Although the meaning of the numbers and relationships within the scoring matrices seems straightforward enough, some value judgments need to be made as to what actually constitutes a conservative or non-conservative substitution and how to assess the frequency of either of those events in nature. This is the major factor that differentiates scoring matrices from one another. To help the reader make an intelligent choice, a discussion of the approach, advantages, and disadvantages of the various available matrices is in order.

PAM Matrices

The first useful matrices for protein sequence analysis were developed by Dayhoff et al. (1978). The basis for these matrices was the examination of substitution patterns in a group of proteins that shared more than 85% sequence identity. The analysis yielded 1572 changes in the 71 groups of closely related proteins that were examined. Using these results, tables were constructed that indicated the frequency of a given amino acid substituting for another amino acid at a given position.

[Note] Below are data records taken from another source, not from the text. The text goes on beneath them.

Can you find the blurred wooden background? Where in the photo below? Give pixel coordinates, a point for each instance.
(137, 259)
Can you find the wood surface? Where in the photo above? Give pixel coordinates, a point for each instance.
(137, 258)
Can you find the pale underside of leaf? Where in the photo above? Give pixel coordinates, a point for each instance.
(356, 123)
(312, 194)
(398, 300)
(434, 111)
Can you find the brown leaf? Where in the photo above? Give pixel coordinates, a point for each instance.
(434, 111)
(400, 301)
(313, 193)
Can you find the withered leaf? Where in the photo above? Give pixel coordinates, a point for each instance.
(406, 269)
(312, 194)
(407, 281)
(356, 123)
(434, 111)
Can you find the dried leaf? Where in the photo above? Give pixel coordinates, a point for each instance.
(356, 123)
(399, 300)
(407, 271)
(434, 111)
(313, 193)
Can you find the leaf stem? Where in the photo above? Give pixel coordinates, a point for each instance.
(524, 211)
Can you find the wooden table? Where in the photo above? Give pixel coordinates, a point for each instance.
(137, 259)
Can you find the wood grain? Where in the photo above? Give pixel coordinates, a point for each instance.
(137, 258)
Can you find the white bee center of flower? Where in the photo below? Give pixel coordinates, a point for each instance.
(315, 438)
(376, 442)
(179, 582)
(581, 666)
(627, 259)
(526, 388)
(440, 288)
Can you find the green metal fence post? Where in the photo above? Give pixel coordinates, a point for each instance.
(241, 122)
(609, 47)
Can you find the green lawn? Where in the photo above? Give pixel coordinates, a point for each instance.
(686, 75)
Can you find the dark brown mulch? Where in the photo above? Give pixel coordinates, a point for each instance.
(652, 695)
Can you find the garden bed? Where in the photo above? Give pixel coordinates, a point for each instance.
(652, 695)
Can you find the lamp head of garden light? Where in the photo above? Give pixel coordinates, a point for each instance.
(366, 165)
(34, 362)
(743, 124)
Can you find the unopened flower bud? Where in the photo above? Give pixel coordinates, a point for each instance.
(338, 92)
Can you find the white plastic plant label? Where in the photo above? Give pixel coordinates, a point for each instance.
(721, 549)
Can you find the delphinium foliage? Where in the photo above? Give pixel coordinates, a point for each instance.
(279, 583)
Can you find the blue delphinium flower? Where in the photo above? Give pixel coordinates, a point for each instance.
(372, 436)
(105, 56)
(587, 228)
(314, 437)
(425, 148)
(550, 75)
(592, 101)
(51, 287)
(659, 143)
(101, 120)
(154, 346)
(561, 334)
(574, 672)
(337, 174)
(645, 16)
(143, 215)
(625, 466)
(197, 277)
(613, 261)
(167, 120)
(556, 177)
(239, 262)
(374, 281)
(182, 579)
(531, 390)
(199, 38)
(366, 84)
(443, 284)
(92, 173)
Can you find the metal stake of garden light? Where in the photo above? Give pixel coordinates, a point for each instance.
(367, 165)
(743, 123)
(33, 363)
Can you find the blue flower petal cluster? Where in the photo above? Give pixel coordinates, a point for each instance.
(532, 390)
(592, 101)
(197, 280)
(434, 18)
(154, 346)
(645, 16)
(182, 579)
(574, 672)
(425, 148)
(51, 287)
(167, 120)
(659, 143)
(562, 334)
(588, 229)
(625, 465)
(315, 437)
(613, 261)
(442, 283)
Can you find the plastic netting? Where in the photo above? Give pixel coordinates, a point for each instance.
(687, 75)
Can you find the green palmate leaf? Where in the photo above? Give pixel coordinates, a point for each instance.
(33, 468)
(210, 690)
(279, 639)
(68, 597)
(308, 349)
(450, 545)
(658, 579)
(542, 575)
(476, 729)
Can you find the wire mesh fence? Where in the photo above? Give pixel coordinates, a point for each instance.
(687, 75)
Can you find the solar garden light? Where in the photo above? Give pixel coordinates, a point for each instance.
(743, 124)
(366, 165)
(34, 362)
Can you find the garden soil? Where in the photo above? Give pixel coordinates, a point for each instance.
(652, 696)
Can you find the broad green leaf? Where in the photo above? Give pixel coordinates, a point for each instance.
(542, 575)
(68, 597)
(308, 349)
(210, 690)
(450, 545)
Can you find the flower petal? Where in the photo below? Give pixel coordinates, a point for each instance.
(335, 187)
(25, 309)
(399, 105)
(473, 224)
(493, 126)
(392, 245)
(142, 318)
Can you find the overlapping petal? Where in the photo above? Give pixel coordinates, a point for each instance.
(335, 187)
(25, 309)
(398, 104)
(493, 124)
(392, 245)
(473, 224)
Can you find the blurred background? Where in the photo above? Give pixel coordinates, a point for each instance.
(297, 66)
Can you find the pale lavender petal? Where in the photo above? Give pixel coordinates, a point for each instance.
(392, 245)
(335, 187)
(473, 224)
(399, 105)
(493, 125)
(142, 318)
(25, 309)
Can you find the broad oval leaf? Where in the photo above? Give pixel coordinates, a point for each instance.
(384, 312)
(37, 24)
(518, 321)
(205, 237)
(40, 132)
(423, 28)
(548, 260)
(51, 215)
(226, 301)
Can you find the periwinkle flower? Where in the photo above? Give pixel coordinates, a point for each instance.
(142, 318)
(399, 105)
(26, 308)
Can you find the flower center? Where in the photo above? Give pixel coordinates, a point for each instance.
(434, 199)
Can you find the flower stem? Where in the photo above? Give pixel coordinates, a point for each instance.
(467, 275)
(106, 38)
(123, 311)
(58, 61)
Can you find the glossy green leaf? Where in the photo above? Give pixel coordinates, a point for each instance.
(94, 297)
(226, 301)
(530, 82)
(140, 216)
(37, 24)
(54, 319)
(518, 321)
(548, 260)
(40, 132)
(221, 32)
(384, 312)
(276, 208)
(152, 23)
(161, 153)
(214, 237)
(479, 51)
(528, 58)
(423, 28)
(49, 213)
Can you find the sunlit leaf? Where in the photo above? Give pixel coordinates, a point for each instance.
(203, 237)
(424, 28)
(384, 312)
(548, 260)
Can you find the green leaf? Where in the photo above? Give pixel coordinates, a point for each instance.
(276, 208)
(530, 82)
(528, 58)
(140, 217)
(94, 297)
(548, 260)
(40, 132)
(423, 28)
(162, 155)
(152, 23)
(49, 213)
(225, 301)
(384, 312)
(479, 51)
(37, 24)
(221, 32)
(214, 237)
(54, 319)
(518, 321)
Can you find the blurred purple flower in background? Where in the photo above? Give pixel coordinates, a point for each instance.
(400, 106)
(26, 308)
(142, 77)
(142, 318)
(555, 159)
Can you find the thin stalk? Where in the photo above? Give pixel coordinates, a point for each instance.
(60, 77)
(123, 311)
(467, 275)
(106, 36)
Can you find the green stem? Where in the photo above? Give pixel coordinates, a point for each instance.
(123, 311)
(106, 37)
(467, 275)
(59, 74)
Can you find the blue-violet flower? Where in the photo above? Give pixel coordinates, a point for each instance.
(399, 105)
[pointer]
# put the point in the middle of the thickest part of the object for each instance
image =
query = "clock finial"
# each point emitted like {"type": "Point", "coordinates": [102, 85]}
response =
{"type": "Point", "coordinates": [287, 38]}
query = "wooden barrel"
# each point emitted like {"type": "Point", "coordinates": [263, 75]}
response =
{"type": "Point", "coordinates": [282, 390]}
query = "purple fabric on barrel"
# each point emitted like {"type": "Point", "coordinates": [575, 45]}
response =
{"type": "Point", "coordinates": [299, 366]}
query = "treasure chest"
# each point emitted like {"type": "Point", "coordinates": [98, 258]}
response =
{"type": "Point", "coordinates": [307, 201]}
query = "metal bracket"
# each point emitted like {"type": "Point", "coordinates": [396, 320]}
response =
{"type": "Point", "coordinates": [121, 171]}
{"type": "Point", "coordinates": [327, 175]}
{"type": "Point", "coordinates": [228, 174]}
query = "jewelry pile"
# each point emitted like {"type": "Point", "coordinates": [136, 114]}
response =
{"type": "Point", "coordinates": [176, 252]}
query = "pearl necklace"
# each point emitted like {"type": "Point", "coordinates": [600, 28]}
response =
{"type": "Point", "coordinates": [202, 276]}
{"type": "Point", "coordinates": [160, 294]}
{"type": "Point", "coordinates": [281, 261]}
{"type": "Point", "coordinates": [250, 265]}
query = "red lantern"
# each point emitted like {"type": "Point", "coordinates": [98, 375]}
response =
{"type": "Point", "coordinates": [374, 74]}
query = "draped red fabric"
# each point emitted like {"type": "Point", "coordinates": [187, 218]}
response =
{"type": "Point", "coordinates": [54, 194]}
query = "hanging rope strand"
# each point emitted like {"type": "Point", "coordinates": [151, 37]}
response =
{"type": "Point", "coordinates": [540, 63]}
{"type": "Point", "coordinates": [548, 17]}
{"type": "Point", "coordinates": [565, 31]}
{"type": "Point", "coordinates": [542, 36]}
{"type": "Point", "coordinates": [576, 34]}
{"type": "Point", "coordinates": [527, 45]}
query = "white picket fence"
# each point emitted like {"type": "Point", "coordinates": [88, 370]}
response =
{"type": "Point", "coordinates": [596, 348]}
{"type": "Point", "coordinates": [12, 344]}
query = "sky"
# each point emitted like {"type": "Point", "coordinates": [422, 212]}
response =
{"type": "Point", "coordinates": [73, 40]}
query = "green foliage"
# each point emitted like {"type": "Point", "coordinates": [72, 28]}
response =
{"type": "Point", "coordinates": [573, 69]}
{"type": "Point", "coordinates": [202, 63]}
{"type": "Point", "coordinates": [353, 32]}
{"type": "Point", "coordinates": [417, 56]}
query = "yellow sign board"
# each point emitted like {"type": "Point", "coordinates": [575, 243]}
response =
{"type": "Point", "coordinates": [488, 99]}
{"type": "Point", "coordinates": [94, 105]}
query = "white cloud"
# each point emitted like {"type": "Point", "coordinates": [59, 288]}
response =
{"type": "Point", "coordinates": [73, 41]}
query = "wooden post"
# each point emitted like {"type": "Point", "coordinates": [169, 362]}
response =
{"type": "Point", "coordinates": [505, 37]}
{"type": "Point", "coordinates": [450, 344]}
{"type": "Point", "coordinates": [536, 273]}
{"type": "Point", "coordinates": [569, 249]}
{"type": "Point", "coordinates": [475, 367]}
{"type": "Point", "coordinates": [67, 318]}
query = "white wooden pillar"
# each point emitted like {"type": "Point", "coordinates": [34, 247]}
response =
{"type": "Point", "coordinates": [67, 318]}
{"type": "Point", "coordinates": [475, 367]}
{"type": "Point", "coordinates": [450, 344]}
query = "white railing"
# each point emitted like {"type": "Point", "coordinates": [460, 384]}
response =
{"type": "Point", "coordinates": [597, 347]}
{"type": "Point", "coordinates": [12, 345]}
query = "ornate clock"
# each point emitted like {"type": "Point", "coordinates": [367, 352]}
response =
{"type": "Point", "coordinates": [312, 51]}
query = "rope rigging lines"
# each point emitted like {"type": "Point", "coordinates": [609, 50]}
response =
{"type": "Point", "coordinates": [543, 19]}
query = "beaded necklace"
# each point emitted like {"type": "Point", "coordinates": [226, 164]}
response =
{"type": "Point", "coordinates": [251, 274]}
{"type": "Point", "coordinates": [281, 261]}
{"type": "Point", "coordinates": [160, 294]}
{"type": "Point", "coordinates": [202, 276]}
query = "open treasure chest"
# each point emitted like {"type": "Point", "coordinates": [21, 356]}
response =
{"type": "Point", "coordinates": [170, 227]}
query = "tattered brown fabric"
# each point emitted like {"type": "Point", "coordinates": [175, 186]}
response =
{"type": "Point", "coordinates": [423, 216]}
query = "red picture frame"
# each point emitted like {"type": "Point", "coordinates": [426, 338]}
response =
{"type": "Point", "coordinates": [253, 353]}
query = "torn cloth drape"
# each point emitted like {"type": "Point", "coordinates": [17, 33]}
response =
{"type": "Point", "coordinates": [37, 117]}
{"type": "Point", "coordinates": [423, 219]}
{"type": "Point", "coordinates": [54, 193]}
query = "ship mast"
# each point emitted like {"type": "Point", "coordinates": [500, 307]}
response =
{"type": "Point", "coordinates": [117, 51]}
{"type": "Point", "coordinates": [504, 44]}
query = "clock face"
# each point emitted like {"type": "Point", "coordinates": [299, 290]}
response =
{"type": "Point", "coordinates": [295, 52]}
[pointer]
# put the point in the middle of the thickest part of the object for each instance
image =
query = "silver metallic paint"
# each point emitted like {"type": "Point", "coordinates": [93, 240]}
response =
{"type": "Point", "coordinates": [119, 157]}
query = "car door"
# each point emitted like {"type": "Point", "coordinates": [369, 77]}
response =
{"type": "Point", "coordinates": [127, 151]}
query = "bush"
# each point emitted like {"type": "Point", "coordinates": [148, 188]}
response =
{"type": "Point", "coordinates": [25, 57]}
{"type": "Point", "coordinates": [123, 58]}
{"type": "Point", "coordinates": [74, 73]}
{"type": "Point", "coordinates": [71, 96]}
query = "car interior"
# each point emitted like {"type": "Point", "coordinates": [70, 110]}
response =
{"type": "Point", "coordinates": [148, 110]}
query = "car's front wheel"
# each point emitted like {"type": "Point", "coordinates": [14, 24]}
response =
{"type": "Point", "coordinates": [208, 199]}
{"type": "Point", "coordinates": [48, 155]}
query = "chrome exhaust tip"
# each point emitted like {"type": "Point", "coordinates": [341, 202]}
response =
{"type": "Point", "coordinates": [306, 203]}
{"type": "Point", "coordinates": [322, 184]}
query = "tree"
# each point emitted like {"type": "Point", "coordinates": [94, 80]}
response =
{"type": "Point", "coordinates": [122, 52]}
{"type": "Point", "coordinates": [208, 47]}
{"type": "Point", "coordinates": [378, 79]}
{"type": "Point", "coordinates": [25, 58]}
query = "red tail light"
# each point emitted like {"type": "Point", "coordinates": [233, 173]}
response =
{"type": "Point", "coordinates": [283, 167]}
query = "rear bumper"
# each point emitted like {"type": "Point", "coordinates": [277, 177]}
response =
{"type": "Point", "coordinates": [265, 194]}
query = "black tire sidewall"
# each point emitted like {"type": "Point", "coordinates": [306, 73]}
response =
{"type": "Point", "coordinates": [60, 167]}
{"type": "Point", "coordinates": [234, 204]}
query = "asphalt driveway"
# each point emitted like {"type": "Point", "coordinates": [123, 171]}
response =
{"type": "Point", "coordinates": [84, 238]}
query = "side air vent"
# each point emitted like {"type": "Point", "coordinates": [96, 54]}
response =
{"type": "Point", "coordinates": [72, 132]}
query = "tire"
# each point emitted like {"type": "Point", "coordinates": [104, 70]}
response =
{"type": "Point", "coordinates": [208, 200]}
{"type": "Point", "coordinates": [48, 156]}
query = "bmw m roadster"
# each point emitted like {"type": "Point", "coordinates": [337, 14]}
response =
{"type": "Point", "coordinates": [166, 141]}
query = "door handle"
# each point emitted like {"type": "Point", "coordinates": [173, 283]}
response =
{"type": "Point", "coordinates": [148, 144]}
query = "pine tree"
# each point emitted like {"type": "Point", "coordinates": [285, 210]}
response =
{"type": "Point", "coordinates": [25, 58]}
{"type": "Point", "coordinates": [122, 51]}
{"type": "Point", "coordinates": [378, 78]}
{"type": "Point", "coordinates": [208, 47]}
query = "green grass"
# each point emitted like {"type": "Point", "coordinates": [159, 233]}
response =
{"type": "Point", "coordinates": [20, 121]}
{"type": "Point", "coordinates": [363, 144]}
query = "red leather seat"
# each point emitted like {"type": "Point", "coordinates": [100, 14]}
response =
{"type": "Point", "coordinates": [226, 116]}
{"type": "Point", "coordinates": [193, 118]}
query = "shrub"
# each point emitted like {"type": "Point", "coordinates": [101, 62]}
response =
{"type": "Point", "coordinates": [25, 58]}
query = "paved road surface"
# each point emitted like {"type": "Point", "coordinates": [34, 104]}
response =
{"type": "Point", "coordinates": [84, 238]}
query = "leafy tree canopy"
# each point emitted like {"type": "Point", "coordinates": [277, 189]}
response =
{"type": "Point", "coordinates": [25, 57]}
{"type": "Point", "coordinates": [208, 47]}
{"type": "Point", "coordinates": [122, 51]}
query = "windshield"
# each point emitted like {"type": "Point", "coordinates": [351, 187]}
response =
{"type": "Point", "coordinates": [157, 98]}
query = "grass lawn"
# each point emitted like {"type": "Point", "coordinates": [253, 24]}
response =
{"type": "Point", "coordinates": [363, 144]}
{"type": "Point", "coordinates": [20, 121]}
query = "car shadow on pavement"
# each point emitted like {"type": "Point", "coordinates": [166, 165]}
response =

As the sequences examined shared such a high degree of similarity, the resulting frequencies represent what would be expected over short evolutionary distances. Further, given the close evolutionary relationship between these proteins, one would expect that the observed mutations would not significantly change the function of the protein. This is termed acceptance : changes that can be accommodated through natural selection and result in a protein with the same or similar function as the original. As individual point mutations were considered, the unit of measure resulting from this analysis is the point accepted mutation or PAM unit. One PAM unit corresponds to one amino acid change per 100 residues, or roughly 1% divergence.

Several assumptions went into the construction of the PAM matrices. One of the most important assumptions was that the replacement of an amino acid is independent of previous mutations at the same position. Based on this assumption, the original matrix was extrapolated to come up with predicted substitution frequencies at longer evolutionary distances. For example, the PAM1 matrix could be multiplied by itself 100 times to yield the PAM100 matrix, which would represent what one would expect if there were 100 amino acid changes per 100 residues. (This does not imply that each of the 100 residues has changed, only that there were 100 total changes; some positions could conceivably change and then change back to the original residue.) As the matrices representing longer evolutionary distances are an extrapolation of the original matrix derived from the 1572 observed changes described above, it is important to remember that these matrices are, indeed, predictions and are not based on direct observation. Any errors in the original matrix would be exaggerated in the extrapolated matrices, as the mere act of multiplication would magnify these errors significantly.